If this something you have done then it would be nice to see what it cost you (I am an Australian) and what you needed to do to accomplish this.

Thanks for the help.

  • Kurt

Kurt, I’m not familiar with the device you mentioned, but it sounds like it’s an ATA designed to let you convert an analog phone into a SIP device. In other words, it gives dialtone to your phone on one end, and is an ethernet node on the other end.

The other side of the equation, connecting to the PSTN, requires a PCI board in your computer. I have an X100P clone that I bought on ebay for about $12 + shipping. Seems to work fine.

Overall, setting up a basic Asterisk installation isn’t terribly complicated. Probably on the order of complexity of setting up a web site or a database server. Like web sites and databases, the complexity comes about in building applications. With asterisk, the limit is up to your imagination.

A VoIP account, a PCI FXO card, an ATA device, the Asterisk book, the Voip-info site, and a lot of coffee will get you pretty far. There’s no real “roadmap” of where to start. As an open source project, the documentation of Asterisk is poor-to-fair at best. The Voip-info site is loaded with info, but you’re right, it’s hard to know where to start. I think the book is the best starting point.

Hope that helps.


The simplest way to connect an analog phone to Asterisk is with an ATA (analog telephony adapter). To connect Asterisk to exchange lines, you need something like a TDM400P with an FXO port for the exchange line.
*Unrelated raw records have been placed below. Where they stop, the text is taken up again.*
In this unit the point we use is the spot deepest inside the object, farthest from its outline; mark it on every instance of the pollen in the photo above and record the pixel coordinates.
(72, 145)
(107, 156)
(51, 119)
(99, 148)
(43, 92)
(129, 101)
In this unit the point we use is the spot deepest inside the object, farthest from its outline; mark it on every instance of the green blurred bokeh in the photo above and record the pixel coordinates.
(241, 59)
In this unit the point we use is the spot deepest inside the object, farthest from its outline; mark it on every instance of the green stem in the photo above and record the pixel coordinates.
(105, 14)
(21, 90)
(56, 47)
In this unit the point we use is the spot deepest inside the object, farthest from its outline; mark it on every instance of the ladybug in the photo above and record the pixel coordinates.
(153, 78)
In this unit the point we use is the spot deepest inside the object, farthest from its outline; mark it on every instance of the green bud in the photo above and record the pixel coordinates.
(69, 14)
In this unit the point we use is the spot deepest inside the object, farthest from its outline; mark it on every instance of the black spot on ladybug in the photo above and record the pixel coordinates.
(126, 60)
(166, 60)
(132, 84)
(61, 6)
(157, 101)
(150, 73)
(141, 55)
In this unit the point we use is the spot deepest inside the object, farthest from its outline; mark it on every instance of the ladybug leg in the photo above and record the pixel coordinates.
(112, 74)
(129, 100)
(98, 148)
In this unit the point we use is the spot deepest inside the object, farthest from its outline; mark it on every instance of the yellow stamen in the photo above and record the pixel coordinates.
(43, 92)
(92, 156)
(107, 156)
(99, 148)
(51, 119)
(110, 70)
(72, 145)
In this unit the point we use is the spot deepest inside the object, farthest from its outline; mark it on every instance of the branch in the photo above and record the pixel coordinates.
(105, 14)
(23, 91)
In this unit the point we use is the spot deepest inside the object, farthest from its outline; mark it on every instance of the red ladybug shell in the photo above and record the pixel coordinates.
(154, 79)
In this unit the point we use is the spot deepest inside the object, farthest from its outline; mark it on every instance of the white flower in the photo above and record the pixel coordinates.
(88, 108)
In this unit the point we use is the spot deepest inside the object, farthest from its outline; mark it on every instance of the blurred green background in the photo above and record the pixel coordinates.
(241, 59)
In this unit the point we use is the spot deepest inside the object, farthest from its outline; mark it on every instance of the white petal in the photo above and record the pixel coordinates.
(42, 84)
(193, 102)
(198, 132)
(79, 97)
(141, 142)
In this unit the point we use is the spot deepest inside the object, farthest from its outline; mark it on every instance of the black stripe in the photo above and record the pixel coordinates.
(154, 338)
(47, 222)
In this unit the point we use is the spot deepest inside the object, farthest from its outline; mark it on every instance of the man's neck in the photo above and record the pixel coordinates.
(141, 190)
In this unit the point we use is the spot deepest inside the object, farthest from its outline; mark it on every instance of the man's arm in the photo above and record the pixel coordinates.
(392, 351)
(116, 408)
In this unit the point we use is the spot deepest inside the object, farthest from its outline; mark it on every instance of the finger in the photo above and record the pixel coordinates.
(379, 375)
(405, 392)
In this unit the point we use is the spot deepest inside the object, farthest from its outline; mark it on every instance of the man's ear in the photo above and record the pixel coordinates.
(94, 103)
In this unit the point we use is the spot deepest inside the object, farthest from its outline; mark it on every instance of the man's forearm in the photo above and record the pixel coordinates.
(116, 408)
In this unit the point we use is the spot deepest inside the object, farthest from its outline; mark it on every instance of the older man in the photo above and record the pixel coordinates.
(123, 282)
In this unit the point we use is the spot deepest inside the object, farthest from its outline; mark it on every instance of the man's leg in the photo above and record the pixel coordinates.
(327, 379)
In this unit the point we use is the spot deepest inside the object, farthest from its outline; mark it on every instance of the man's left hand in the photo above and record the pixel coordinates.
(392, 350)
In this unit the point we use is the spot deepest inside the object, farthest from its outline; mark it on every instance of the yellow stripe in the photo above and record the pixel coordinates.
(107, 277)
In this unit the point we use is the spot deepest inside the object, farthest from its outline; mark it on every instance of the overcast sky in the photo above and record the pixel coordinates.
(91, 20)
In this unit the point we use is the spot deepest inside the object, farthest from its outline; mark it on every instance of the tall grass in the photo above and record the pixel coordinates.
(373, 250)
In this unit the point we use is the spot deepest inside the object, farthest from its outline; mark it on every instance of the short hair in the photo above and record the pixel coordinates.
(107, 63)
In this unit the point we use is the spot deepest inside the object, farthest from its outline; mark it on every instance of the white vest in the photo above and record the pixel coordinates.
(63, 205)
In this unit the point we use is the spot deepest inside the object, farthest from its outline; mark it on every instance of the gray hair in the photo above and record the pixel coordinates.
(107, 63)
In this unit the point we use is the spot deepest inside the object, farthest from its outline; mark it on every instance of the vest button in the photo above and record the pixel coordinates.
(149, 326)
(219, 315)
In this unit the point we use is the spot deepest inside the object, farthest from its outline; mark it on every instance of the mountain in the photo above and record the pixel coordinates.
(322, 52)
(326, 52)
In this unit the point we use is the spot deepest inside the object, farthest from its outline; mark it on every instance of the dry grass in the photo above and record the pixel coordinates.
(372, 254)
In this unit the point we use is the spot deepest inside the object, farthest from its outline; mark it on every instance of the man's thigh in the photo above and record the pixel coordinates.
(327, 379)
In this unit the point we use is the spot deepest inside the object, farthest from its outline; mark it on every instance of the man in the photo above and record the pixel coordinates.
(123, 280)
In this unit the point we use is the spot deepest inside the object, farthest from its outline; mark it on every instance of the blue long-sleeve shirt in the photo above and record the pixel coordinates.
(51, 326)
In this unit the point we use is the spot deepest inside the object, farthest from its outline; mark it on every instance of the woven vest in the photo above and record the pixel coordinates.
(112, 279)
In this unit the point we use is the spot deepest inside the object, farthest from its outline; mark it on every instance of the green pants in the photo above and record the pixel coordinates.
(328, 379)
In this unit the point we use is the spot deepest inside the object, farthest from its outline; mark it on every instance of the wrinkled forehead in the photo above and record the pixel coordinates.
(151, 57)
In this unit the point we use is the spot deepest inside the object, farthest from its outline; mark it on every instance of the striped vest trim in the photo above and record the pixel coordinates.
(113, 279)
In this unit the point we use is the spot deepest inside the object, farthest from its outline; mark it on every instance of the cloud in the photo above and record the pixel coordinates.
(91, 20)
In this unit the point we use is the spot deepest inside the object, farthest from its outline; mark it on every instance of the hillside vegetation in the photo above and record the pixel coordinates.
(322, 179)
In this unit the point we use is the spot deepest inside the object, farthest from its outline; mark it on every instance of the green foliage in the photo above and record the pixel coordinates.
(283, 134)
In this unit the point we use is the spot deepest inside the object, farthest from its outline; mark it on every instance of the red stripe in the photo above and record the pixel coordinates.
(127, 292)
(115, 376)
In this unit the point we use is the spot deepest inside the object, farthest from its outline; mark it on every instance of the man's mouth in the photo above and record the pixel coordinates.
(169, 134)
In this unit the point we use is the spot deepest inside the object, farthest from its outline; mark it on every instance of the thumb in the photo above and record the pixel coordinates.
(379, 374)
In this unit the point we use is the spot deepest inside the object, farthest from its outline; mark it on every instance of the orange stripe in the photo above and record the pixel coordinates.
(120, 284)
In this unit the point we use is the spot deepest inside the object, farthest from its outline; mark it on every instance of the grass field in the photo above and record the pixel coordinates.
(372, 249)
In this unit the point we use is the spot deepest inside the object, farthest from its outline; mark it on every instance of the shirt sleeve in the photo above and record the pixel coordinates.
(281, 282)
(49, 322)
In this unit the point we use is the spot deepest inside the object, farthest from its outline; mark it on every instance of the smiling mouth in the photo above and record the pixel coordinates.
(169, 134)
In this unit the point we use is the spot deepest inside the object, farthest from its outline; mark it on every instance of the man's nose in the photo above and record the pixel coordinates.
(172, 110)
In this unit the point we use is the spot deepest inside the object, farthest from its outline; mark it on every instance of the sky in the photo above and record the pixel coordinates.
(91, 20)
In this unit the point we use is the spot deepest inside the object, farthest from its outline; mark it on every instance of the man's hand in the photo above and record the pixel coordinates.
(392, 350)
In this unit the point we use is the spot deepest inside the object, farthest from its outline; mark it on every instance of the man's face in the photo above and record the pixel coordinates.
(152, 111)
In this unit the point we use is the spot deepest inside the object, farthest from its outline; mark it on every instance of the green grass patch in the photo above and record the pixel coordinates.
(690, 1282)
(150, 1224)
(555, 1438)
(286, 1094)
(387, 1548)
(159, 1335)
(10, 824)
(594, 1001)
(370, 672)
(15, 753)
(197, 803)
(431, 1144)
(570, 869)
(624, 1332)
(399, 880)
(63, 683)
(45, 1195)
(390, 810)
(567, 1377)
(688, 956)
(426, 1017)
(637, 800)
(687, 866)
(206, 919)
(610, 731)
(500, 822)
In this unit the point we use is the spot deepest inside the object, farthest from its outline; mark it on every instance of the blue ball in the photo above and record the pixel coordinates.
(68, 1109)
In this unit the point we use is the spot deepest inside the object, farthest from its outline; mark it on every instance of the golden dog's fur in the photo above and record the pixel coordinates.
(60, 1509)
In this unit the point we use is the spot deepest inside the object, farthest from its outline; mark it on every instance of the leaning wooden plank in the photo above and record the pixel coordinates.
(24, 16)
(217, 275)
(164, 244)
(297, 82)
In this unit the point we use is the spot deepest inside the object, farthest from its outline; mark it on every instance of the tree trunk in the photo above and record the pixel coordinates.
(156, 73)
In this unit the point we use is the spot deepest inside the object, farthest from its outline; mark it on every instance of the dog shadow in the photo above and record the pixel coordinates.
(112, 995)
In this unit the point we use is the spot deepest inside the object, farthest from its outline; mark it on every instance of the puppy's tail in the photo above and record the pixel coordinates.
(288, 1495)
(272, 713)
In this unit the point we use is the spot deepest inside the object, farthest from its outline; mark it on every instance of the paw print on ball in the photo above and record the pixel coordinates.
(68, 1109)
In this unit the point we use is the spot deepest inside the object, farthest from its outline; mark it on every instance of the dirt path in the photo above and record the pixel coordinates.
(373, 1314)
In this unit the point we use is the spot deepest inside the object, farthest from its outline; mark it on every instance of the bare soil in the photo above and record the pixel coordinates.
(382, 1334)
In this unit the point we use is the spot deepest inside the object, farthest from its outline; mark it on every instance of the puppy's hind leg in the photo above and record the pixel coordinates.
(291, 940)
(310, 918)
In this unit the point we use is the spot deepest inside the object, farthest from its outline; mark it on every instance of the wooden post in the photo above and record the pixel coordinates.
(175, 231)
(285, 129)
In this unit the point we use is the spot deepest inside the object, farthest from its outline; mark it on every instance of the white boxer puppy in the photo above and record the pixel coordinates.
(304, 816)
You could skip the ATAs and use, say, a TDM400P with 1 FXO port and 3 FXS ports - for you analog phones to connect to. But it depends what you mean by “minimal cost” as this configuration (i.e., a TDM400P+13B) will cost you about AU$500.

However, as Greyhound says, you could give the X100p a try, if you can get hold of one - some reckon it works well, others don’t.

ATP is an Aus supplier of Digium boards, as well as ATAs, hardphones, etc:

They also provide a very good internet telephony service - SIP and IAX.

Ozvoip is another Aus supplier of this sort of stuff:

They’ve also got a good comparison list of Aus ITSPs and some useful forums.

As for what it cost me, i don’t use PSTN at all at home any more. I do all my telephony (apart from mobile) through my Asterisk server - including a DID (direct in-dial) number from ATP.